Un ultima amara considerazione: se le nostre aziende hanno veramente assoluto bisogno di questa ulteriore precarietà per essere competitive nel mercato globalizzato, significa che la nostra economia è alla frutta e destinata all’esaurimento per morte naturale, per cui sarebbe meglio che la nostra politica si preoccupasse di costruire una nuova economia più moderna e competitiva per qualità e valore aggiunto, invece di occuparsi di posizionamenti di retroguardia.

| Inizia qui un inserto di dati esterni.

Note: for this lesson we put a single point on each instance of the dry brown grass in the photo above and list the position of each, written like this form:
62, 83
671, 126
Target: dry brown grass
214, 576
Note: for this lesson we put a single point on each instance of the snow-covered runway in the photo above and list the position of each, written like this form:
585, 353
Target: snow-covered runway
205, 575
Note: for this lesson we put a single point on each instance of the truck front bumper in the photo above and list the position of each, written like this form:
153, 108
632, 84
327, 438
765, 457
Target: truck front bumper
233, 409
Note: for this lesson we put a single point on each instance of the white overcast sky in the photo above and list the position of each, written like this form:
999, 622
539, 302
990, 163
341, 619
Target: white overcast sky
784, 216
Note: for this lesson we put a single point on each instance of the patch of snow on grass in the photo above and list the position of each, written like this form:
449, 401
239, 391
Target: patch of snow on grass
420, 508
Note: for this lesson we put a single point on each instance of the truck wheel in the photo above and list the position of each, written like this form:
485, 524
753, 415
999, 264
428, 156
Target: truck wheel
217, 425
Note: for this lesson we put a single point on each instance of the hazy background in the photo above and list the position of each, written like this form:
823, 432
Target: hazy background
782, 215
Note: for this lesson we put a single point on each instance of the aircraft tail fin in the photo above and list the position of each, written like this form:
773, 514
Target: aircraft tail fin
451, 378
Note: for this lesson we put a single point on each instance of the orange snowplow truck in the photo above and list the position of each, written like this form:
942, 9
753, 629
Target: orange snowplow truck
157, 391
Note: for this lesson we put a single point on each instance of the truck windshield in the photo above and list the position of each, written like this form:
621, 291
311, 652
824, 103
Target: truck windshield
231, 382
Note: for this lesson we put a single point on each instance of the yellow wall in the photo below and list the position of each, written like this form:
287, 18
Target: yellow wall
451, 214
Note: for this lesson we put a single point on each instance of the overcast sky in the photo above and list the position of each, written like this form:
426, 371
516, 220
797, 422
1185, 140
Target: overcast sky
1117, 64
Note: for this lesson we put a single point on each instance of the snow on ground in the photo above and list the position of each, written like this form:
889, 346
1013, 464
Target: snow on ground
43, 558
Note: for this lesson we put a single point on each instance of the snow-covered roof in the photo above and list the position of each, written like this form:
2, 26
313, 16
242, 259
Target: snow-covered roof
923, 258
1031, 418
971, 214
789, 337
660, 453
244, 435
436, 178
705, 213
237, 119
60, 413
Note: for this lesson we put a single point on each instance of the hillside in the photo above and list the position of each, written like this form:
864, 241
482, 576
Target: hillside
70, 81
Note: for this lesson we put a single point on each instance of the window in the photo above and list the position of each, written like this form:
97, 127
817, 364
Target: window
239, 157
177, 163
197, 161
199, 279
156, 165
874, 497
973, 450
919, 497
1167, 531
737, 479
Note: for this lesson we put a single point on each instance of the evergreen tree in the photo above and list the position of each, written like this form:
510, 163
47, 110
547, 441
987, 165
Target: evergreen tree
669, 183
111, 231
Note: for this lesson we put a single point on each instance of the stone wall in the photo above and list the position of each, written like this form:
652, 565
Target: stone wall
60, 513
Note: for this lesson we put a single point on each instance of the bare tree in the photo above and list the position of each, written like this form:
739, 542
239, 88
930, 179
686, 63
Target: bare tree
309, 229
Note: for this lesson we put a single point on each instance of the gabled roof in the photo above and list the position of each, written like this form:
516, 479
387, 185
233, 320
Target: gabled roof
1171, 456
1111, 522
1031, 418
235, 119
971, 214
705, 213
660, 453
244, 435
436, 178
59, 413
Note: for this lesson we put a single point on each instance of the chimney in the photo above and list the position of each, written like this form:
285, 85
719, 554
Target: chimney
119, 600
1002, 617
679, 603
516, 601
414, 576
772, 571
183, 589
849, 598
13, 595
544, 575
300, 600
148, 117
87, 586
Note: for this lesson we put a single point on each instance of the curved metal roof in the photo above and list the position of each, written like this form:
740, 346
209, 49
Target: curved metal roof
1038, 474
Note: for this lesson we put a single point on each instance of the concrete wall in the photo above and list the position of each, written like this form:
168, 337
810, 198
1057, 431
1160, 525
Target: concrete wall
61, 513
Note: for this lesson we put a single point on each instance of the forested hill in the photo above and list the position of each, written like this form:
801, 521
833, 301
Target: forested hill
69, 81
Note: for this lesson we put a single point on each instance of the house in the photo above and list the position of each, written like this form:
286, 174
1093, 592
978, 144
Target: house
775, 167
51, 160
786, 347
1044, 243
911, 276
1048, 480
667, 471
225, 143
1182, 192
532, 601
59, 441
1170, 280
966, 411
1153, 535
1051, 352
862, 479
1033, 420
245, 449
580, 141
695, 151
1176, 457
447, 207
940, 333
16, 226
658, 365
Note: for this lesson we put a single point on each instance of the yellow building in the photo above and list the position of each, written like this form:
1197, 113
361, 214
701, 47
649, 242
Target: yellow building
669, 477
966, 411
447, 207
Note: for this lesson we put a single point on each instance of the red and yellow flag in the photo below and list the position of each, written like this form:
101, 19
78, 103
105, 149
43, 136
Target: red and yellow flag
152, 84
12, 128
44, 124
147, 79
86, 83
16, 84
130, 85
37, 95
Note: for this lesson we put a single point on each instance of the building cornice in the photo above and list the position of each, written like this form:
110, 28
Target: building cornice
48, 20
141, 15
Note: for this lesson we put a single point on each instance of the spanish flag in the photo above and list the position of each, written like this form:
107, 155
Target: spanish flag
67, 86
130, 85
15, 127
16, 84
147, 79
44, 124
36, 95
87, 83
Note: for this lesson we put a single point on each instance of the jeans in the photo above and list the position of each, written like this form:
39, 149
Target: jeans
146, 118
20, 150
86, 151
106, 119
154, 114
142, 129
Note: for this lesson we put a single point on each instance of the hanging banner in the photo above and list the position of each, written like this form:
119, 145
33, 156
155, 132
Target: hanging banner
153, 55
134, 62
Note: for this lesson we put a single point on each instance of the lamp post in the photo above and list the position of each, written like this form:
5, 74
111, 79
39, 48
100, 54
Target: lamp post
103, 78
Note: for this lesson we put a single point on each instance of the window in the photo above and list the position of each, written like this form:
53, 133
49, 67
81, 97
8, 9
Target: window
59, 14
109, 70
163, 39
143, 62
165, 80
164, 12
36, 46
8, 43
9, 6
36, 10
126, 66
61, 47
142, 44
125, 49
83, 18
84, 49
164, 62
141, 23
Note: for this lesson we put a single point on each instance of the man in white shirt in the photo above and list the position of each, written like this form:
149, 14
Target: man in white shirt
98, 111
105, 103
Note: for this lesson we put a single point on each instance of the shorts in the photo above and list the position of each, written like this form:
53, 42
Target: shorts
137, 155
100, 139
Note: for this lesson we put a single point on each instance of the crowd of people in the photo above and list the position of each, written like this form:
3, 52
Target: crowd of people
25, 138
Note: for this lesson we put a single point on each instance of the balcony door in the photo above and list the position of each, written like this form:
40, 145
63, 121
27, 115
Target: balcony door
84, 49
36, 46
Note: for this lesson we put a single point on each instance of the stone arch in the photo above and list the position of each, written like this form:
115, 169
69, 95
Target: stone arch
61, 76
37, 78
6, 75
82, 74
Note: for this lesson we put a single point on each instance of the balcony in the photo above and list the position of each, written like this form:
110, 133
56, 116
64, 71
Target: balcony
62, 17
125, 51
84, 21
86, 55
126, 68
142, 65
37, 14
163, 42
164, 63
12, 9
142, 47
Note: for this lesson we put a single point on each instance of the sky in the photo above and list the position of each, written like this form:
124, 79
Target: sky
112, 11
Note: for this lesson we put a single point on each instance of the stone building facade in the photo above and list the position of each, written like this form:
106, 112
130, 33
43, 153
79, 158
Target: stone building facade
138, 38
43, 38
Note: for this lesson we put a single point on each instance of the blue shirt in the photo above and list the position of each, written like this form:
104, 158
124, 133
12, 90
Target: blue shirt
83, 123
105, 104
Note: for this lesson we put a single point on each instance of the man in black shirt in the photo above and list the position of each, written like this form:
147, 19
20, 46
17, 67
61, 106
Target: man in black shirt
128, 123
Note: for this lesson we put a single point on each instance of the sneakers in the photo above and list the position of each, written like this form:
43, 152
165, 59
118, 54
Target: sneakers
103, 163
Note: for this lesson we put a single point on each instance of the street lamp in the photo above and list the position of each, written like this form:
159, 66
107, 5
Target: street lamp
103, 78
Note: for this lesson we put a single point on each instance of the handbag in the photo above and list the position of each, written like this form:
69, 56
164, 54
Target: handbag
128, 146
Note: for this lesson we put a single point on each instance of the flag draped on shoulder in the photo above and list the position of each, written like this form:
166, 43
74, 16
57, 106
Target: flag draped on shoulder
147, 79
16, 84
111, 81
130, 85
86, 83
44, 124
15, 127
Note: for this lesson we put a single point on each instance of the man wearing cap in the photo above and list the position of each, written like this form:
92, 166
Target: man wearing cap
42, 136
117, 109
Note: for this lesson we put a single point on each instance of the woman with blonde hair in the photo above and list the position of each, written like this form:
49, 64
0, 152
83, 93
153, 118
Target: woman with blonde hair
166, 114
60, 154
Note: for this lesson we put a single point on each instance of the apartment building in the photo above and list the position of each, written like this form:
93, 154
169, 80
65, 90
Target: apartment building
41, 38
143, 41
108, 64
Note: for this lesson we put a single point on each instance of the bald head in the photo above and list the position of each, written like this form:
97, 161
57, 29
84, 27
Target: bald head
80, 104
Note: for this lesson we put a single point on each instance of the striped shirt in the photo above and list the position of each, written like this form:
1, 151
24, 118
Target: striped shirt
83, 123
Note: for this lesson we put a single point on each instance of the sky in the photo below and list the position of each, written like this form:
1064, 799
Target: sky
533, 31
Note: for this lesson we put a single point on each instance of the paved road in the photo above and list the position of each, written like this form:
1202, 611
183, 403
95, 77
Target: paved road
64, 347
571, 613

Per tutto quanto detto vorrei dissociarmi dalla posizione assunta dal mio partito di riferimento e invitare tutti gli elettori che condividono questi pensieri e queste considerazioni ad ANDARE A VOTARE E VOTARE SI ai tre quesiti referendari che riguardano il lavoro, compreso quello sull’annuale adeguamento automatico degli stipendi al costo della vita di cui non ho parlato per mancanza di spazio e perché l’esigenza mi sembra talmente logica e necessaria da far risultare superfluo il discuterne.